Сегодня утром, встав с постели, протянув палец навстречу крохотным розовым копиям собственных рук и сказав «здравствуй, молодой человек» (на счастье, Клавдия была на кухне, и «опять, не помывшись, к ребенку лезешь» не раздалось), Калныньш вышел в коридор. Здесь он встретил соседского сына Алешу и тоже сказал ему «Здравствуй, молодой человек», протянув, правда, уже всю ладонь к ладони Алеши, донельзя перемазанной после чистки и наладки детского велосипеда «Орленок».
— Ну как, дядя Айвар, вы едете во Францию? — спросил Алеша.
— Если бог даст, — ответил Калныньш, поскольку не любил ни утверждать, ни отрицать того, что еще на самом деле было неясно. Но, решив, что такой ответ может обидеть Алешу, которого он любил и уважал за искреннюю заинтересованность спортом вообще и велосипедным в частности, Калныньш подумал, задержав на это время руку мальчика в своей, и сказал определеннее и откровеннее:
— Мне очень хочется. Но я должен быть самый сильный. Тогда поеду.

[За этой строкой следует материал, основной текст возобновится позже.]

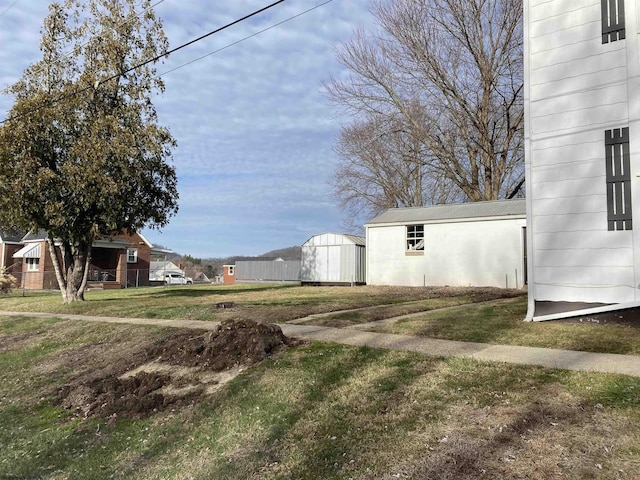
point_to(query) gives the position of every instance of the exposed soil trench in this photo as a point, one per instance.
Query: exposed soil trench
(180, 370)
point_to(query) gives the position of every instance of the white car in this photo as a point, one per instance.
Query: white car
(177, 279)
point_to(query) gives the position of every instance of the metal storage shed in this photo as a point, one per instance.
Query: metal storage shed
(333, 259)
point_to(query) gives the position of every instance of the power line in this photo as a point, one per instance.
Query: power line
(243, 39)
(8, 8)
(154, 59)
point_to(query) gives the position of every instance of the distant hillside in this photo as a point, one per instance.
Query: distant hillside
(289, 253)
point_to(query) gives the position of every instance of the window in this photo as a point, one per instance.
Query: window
(618, 179)
(33, 264)
(132, 255)
(612, 20)
(415, 238)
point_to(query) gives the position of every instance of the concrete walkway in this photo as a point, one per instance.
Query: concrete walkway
(546, 357)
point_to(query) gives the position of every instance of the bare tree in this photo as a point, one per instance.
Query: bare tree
(440, 86)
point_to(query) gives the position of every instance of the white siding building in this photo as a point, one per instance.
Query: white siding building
(335, 259)
(470, 244)
(582, 121)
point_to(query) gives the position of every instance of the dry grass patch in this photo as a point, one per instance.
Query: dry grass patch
(268, 303)
(502, 323)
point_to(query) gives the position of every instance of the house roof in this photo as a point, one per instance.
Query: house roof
(461, 211)
(9, 235)
(38, 236)
(31, 250)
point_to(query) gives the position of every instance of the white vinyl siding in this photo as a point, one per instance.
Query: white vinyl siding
(576, 88)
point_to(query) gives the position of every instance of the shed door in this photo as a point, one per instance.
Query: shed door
(333, 263)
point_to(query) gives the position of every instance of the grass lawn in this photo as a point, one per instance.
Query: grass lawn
(316, 411)
(497, 322)
(501, 323)
(272, 303)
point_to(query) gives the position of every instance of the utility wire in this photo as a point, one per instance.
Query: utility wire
(242, 39)
(8, 8)
(154, 59)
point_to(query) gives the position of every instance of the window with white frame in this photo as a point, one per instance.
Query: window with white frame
(415, 238)
(132, 255)
(33, 264)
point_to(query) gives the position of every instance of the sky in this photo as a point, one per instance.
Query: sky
(255, 130)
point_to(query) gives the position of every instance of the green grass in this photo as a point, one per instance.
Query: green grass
(318, 411)
(501, 323)
(273, 303)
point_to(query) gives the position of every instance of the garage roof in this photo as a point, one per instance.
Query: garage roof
(460, 211)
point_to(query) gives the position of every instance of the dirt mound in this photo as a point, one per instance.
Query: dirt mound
(180, 371)
(230, 345)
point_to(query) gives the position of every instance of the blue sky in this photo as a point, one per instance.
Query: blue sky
(255, 132)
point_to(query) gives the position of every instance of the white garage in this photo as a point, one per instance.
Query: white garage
(469, 244)
(333, 259)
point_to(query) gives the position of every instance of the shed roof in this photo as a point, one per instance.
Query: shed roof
(329, 238)
(460, 211)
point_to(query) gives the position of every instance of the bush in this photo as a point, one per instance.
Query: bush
(7, 281)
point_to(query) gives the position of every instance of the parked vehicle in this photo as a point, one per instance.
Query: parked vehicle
(177, 279)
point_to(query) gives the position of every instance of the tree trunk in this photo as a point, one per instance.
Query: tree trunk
(71, 275)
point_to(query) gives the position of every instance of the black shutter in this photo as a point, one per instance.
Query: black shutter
(612, 20)
(618, 179)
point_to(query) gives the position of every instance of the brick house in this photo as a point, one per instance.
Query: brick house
(117, 261)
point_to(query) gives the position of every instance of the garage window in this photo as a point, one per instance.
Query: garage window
(33, 264)
(132, 255)
(415, 238)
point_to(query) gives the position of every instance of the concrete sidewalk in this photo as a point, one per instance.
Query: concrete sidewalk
(546, 357)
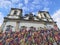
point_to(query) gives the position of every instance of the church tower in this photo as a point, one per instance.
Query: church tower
(12, 19)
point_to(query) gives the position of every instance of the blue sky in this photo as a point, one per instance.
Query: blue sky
(53, 6)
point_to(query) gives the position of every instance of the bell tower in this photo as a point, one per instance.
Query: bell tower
(15, 13)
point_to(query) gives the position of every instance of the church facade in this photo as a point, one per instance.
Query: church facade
(15, 20)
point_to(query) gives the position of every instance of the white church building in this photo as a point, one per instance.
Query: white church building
(15, 20)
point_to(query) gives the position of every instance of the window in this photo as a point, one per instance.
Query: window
(15, 12)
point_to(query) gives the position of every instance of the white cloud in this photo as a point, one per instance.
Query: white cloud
(20, 5)
(56, 17)
(26, 1)
(1, 18)
(15, 1)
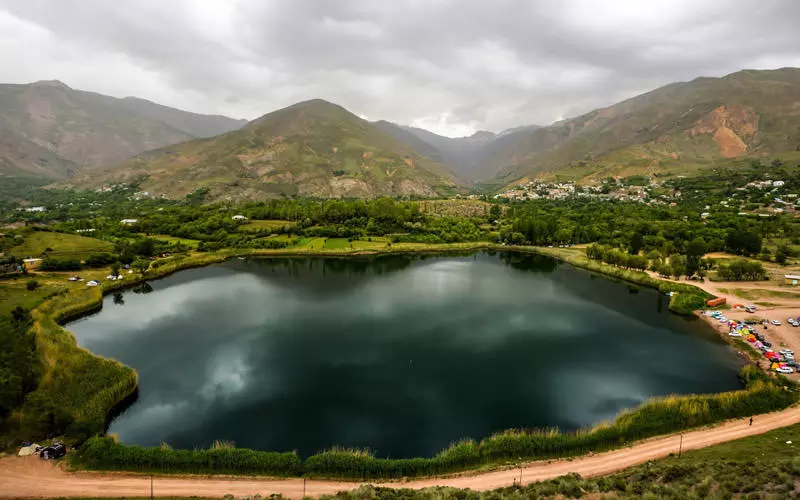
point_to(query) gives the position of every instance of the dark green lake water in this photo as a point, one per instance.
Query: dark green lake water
(401, 354)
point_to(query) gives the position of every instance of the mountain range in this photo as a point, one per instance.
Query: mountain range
(49, 130)
(316, 148)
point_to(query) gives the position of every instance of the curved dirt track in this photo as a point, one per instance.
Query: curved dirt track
(31, 477)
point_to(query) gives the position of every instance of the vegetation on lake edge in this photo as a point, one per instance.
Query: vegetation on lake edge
(78, 404)
(762, 394)
(756, 467)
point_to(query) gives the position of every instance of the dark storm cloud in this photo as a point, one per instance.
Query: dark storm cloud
(450, 65)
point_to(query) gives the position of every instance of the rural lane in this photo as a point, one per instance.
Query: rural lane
(30, 477)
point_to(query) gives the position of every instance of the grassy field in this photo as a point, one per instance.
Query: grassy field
(174, 239)
(13, 293)
(60, 245)
(266, 225)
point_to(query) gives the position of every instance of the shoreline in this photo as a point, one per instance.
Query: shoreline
(93, 298)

Двенадцатилетний Алеша, конечно, не знал, да и не мог знать, того, что высказал Калныньш этим своим «очень хочется». Мало — хочется. Ему просто необходимо было именно в этом году попасть в сборную. Именно в этом. Именно сейчас.

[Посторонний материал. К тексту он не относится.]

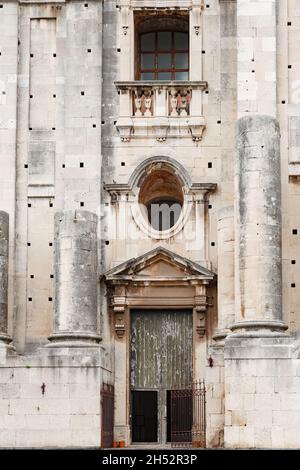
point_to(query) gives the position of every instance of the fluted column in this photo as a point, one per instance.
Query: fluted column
(75, 258)
(4, 243)
(258, 225)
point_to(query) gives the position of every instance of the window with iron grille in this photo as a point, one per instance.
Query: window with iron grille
(164, 55)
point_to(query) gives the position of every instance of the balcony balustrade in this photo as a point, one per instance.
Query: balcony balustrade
(161, 110)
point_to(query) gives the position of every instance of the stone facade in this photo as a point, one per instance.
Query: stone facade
(84, 142)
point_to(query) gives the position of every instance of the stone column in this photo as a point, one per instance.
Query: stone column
(75, 259)
(226, 305)
(4, 241)
(258, 225)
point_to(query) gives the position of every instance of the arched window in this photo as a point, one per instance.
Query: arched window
(162, 48)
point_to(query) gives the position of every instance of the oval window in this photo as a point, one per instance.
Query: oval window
(161, 197)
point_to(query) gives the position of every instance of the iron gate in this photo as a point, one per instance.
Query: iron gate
(188, 416)
(107, 422)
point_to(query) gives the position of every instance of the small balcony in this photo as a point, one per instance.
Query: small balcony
(161, 110)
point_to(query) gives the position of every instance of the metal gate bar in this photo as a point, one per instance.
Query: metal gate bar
(188, 416)
(107, 420)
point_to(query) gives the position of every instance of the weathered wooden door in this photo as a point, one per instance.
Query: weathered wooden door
(161, 357)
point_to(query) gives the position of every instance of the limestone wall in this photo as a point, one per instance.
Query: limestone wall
(52, 399)
(262, 397)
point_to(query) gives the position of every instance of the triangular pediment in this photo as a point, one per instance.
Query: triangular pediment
(159, 264)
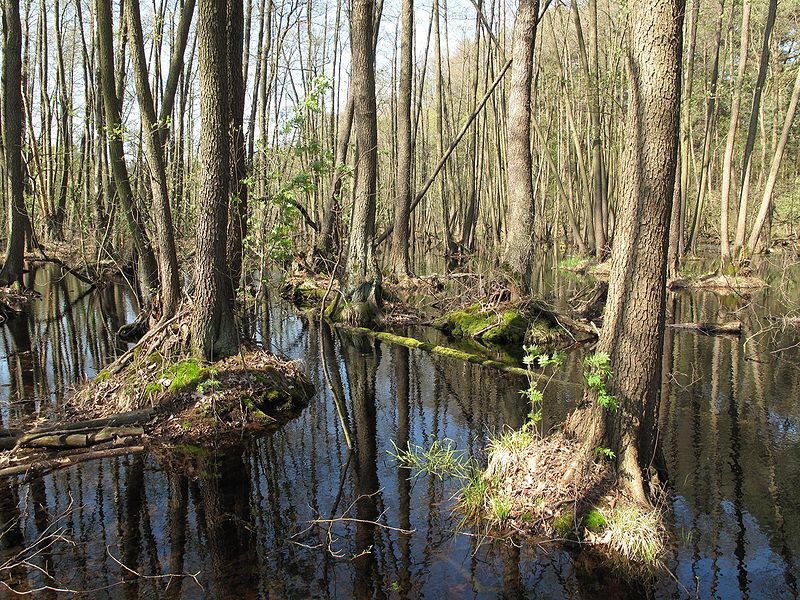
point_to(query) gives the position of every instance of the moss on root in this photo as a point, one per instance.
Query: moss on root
(504, 327)
(510, 326)
(440, 350)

В свое время он уехал из Вентспилса в Москву, к Клавдии, без особых душевных терзаний. Он был сиротой и понимал, что за словами «я не могу бросить маму» стоит нечто большее, чем женский каприз. Спортсменом он тогда был в расцвете сил, чемпионом страны, подающим надежды педагогом, и, если бы надавил как следует, не жить бы им сейчас хотя и в малонаселенной, и в новом доме, но все же в общей квартире, в одной комнате. Калныньш давить не умел, да и по-русски не мог тогда двух слов связать, а если горячился, то вообще «ревел, как бугай» (выражение Клавдии). Поэтому он, как и в молочной кухне, просто встал в очередь и стоял до сих пор. Но родился Дзинтарс (он же почему-то Миша, хотя латышское имя очень красиво, в переводе «янтарь»). Но Клавдия тосковала по своей работе (хотя ему, Айвару, непонятно, почему разносить почту по квартирам интереснее, чем дома читать сочинения классиков). Но теща бывала только наездами, а большую часть времени пропадала у родственников, поскольку на раскладушке спать отказывалась (в чем была совершенно права). И, наконец, соседи, задевая головами пеленки, развешанные на кухне, хотя и не ворчали, но делали страдальческие лица (а могли бы ворчать и были бы правы). Словом, жизнь становилась все невозможней.